Maybe things aren't as dire as all that. Step back from the market madness and the big picture still seems promising. Look at the U.S., which appears to be witnessing something richer and more varied than either New Economy enthusiasts or dotcom alarmists have envisioned: the rapid—if still painful and uneven—merging of the old and new economies. That's evident from deals as complex as America Online's proposed acquisition of Time Warner (the corporate parent of this magazine) or as simple as the act of buying a Pokémon video game or a bedding set from K Mart's website, BlueLight.com. "What we're seeing," says Garth Saloner, a professor of e-commerce at Stanford's business school, "is the diffusion of technologies that were popularized by the dotcoms into traditional companies."

Viewed in that fashion, the New Economy is nothing more than a fancy term for the basic infrastructure that allows consumers and companies across the globe to shop, work and play at Internet speed. In New York City, for example, travel agencies routinely farm out chores like updating frequent-flyer credits to online boutiques as far away as India. "All our activities from consumption to production are unalterably changed," says Allen Sinai, chief global economist for Primark Decision Economics. "In that sense, the New Economy is for real, and it's here forever."

But try telling that to all the dotcommers who have seen their stock options turn into toilet paper in the past few months. Or to those whose dreams of joining the Internet revolution now lie in tatters because prospective investors cringe at the very mention of the New Economy. "We are seeing many venture capitalists swing 100% away from dotcom investments," laments Angeline Chow, ceo of cwow.com, an online marketplace for wedding, baby and parenting-related needs. "There just isn't the money out there anymore," says Charles Zhang, ceo of the Chinese portal Sohu.com, which narrowly cashed in on the NASDAQ IPO frenzy in July, just before the mood turned sour.

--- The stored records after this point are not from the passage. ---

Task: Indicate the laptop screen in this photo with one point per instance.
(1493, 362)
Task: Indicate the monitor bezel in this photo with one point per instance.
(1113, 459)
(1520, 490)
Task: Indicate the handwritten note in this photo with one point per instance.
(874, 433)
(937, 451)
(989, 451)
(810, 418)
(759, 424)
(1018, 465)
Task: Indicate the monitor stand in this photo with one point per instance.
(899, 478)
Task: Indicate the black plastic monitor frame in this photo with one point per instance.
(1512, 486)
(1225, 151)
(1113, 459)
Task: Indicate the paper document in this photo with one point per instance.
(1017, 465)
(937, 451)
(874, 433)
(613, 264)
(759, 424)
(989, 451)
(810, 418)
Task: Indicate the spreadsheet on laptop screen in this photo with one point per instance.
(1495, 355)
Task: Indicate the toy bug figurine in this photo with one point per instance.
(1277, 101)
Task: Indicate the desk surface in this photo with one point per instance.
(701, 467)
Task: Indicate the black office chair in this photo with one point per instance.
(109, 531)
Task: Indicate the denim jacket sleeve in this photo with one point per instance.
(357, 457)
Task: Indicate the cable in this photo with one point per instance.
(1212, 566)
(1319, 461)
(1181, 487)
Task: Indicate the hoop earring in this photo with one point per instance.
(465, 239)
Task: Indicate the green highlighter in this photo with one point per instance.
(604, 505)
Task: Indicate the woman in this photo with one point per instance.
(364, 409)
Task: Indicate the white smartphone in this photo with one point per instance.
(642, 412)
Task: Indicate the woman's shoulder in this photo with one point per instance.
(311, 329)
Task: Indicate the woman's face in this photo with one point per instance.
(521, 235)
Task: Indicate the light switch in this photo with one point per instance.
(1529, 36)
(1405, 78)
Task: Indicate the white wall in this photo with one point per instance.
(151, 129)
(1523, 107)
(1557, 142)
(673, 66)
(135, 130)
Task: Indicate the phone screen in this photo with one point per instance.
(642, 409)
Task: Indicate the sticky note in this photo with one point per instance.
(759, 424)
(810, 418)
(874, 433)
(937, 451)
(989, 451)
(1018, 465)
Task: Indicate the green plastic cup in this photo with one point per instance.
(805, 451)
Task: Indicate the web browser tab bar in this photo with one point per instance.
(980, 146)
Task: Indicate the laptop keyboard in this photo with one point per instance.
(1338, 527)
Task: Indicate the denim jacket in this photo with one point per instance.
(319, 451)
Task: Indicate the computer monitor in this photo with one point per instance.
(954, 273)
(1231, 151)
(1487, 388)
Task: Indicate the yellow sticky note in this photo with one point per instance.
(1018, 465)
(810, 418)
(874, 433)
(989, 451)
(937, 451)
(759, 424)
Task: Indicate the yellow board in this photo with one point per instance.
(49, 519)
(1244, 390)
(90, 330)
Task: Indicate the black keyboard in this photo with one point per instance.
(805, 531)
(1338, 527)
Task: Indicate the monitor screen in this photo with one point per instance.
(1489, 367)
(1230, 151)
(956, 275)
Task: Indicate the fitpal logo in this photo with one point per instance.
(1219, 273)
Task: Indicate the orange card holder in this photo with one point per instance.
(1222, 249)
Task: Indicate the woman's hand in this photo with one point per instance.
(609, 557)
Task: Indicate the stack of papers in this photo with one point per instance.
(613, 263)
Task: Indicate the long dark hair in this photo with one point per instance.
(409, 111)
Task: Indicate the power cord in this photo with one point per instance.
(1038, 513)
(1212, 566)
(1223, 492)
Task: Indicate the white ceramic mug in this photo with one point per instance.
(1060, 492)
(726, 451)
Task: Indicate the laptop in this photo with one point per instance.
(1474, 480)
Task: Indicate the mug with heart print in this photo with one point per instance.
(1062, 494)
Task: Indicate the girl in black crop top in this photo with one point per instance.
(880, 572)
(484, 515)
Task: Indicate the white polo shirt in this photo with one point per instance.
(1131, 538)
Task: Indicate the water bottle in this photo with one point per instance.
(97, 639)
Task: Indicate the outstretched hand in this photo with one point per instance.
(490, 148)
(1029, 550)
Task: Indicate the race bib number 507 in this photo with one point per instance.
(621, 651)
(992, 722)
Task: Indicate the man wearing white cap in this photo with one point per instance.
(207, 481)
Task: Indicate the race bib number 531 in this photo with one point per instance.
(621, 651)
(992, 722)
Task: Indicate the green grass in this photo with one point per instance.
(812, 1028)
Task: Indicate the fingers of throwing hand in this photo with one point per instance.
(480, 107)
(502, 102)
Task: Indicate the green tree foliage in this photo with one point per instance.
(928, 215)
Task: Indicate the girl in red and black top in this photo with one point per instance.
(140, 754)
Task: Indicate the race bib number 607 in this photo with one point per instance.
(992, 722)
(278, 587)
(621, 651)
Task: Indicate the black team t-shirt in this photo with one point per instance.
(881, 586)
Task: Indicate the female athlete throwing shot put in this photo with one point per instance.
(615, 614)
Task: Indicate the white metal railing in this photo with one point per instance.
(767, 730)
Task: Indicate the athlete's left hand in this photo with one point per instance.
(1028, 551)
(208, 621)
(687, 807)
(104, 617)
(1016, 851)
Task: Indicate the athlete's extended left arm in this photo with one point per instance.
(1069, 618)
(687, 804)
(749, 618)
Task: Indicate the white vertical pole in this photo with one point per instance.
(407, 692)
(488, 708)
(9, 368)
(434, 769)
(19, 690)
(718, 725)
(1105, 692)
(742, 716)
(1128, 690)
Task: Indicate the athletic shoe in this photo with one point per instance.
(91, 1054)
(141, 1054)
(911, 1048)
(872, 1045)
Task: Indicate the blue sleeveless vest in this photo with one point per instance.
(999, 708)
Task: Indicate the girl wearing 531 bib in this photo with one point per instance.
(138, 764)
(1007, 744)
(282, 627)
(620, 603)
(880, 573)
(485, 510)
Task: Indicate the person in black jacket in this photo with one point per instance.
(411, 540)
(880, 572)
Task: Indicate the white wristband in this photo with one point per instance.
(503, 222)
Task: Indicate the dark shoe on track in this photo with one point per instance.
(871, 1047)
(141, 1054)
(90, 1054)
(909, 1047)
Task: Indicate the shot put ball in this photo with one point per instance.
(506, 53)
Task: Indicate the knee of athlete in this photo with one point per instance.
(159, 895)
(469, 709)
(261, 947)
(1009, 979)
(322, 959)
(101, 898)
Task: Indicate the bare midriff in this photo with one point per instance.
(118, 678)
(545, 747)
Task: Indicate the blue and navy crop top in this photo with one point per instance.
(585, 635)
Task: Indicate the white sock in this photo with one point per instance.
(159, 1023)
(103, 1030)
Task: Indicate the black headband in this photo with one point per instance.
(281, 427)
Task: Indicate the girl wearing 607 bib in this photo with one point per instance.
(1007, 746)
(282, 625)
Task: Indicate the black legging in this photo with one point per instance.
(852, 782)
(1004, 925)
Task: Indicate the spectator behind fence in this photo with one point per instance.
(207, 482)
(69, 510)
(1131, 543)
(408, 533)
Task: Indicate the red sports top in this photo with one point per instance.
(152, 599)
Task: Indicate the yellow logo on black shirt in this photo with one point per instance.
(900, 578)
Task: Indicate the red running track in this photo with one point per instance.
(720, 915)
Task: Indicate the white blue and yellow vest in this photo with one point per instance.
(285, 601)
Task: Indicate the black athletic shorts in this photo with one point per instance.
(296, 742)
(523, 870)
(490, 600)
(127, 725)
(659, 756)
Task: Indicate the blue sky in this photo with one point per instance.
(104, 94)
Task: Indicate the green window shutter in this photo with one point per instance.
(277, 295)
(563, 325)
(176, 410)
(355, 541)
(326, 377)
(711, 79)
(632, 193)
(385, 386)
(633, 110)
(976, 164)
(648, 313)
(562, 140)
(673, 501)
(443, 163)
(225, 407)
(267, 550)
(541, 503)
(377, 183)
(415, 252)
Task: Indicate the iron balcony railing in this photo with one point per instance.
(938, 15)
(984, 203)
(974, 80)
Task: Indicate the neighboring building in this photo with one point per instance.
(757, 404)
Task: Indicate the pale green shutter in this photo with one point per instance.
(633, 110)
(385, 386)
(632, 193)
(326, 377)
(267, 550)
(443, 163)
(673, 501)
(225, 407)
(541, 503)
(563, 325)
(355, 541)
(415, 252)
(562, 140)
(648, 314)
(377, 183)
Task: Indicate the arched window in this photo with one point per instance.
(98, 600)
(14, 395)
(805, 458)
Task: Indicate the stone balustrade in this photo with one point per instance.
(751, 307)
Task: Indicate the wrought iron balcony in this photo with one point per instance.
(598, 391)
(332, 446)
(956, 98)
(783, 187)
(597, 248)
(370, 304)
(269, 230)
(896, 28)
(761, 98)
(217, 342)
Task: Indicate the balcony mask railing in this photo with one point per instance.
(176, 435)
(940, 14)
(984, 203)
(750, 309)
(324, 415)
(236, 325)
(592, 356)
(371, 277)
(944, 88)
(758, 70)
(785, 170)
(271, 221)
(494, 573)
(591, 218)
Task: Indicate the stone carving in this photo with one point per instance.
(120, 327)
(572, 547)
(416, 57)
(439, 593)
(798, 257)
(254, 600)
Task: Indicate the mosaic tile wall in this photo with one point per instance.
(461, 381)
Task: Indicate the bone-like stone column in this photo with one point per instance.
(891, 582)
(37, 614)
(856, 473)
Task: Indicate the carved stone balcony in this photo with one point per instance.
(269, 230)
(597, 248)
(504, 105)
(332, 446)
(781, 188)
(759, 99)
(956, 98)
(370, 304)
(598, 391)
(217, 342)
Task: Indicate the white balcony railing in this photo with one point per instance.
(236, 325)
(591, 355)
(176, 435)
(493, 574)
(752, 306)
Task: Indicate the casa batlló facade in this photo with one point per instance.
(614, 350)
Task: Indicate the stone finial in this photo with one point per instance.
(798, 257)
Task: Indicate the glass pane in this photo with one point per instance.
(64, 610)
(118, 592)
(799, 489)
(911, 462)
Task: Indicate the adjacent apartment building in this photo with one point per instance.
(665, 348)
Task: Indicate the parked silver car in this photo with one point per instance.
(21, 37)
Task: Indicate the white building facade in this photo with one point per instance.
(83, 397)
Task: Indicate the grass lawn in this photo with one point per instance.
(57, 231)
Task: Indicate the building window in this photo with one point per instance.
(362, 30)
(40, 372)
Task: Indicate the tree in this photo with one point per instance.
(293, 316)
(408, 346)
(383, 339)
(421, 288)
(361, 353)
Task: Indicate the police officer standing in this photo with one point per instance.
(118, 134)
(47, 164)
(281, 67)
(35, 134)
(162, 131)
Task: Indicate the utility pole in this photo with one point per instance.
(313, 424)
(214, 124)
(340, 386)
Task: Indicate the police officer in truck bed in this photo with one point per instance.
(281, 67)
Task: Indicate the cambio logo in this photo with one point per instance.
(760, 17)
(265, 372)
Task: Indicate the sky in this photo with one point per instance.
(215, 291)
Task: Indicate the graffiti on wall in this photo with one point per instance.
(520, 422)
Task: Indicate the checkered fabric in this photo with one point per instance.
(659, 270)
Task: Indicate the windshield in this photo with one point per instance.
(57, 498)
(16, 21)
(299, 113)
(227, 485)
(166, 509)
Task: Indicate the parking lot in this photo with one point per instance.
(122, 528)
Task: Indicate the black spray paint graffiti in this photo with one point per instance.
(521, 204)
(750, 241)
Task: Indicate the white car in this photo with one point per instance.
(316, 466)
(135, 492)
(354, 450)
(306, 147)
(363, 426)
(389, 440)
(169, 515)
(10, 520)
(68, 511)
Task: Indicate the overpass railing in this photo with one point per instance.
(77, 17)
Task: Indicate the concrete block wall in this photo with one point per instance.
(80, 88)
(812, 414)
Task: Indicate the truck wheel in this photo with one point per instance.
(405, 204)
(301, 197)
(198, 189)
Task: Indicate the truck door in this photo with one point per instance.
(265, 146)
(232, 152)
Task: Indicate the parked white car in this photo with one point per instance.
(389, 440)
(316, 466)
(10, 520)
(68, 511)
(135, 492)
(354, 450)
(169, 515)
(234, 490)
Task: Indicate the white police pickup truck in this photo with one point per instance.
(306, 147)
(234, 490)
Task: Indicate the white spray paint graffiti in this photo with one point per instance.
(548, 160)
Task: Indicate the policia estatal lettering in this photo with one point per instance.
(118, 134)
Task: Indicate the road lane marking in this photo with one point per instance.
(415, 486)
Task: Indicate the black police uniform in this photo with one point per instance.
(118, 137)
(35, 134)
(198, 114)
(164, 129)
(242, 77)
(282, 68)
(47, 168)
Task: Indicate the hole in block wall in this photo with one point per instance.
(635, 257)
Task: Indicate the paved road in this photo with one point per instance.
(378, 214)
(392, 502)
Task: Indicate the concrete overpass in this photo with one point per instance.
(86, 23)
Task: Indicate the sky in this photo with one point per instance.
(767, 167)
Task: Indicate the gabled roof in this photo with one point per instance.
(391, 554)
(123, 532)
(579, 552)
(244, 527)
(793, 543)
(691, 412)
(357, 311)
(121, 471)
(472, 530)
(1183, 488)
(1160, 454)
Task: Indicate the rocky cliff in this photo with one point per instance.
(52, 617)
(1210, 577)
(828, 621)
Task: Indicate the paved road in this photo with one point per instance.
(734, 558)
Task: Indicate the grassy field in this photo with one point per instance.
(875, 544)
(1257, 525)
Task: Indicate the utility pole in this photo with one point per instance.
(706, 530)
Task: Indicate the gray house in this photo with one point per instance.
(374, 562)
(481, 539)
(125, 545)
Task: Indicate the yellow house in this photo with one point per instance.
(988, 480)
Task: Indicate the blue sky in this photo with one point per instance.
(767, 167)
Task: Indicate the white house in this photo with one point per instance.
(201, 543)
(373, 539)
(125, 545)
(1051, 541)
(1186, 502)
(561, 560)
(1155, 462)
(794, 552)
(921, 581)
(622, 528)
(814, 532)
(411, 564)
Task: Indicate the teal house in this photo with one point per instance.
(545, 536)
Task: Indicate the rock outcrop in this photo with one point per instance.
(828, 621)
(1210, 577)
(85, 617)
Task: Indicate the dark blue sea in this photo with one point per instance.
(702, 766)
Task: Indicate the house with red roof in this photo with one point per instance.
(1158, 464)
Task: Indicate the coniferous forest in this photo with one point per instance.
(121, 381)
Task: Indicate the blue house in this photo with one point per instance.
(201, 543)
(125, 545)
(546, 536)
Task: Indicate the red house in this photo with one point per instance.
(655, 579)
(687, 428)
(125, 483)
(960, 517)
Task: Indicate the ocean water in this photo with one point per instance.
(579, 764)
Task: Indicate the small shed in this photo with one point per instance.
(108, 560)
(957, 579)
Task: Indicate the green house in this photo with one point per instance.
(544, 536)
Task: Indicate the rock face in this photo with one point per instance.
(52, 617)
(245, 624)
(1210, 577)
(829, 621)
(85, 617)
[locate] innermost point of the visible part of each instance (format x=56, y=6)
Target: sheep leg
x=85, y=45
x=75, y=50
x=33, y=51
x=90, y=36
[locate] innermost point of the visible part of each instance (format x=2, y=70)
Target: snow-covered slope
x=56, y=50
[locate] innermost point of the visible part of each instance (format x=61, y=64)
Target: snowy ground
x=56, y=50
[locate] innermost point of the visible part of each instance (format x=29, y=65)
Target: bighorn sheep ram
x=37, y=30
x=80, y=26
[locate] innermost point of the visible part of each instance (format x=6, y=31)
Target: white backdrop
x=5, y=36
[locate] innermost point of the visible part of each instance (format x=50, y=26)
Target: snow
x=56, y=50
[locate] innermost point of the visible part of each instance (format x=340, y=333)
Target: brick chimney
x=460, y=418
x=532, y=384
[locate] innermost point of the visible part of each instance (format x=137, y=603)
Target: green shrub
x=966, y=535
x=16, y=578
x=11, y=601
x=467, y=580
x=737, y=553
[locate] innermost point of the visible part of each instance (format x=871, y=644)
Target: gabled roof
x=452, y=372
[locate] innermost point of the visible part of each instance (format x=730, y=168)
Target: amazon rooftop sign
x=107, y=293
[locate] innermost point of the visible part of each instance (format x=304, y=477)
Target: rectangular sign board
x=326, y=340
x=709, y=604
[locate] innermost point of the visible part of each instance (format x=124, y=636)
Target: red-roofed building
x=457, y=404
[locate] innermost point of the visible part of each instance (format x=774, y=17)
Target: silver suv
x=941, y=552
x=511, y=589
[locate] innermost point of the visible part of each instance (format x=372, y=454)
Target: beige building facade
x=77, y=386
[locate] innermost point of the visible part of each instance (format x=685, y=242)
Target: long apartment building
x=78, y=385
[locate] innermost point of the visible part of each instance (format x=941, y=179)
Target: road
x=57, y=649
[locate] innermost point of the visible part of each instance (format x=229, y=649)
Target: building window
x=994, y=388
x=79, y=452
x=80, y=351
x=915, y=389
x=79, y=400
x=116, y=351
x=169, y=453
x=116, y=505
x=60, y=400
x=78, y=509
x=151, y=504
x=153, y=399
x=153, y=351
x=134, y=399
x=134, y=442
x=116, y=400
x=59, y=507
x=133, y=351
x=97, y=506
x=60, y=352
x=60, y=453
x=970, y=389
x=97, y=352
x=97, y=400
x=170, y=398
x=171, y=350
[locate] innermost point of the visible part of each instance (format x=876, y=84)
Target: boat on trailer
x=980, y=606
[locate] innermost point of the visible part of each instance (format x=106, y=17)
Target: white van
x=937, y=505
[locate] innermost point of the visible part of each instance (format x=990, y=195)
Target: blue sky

Not true, say the venture capitalists. They have the money—they're just not giving it out as freely as they used to. "Now, if you take a dotcom idea to a VC, it's not enough to have a concept paper—you need a business plan," says Peeyoosh Chadda, associate director of Asian Direct Capital Management, a private-equity manager. "And your plan shouldn't be about eyeballs and page views, but cash-flow and profitability." One Hong Kong VC says, only half in jest, that he will never again open a dotcom proposal that's less than 30 pages long. "Kids who come to my office with ideas scribbled on the back of beer coasters will be turned away at the door," he says.

Those looking to the U.S. for the inspiration to stick it out might be disappointed: even companies showing growth have shut down in the face of VC disdain and looming cash shortages. Last month, Kibu.com, a start-up that had made healthy inroads in the teen-girl market by building a cyberchat "hangout," shocked analysts by closing while it still had a healthy bank balance. The reason? Kibu was unlikely to be "valued appropriately"—in other words, stupefyingly overvalued—by a market that has lost its appetite for initial public offerings. So it gave investors some of their money back. In the U.S., as many as 4,000 people have quit or been laid off from online ventures in the past month.

The Asian toll is harder to count—few dotcoms are listed, for a start—but there's already a mountain of anecdotal evidence. Kwon Eun Jong, ceo of Worldposting.com, a Seoul-based e-commerce company, says that she has witnessed more than 20 start-ups close down in the past six months. You hear the same story in Hong Kong, Singapore and Bombay. Jasmine Koh, regional Internet analyst for UBS Warburg in Hong Kong, says there is more carnage to come: "In the next 24 months, 99% of Chinese Internet companies will either merge, be bought by other companies or go bankrupt." Only months ago China seemed to hold unlimited potential for dotcommers with dreams. Now, as elsewhere in Asia, optimism has been replaced by fear. "We have to keep telling employees that they're in it for the long run, to not get worried about market fluctuations," says Sohu.com's Zhang. "Otherwise, people will start to panic." The panic may already be upon us.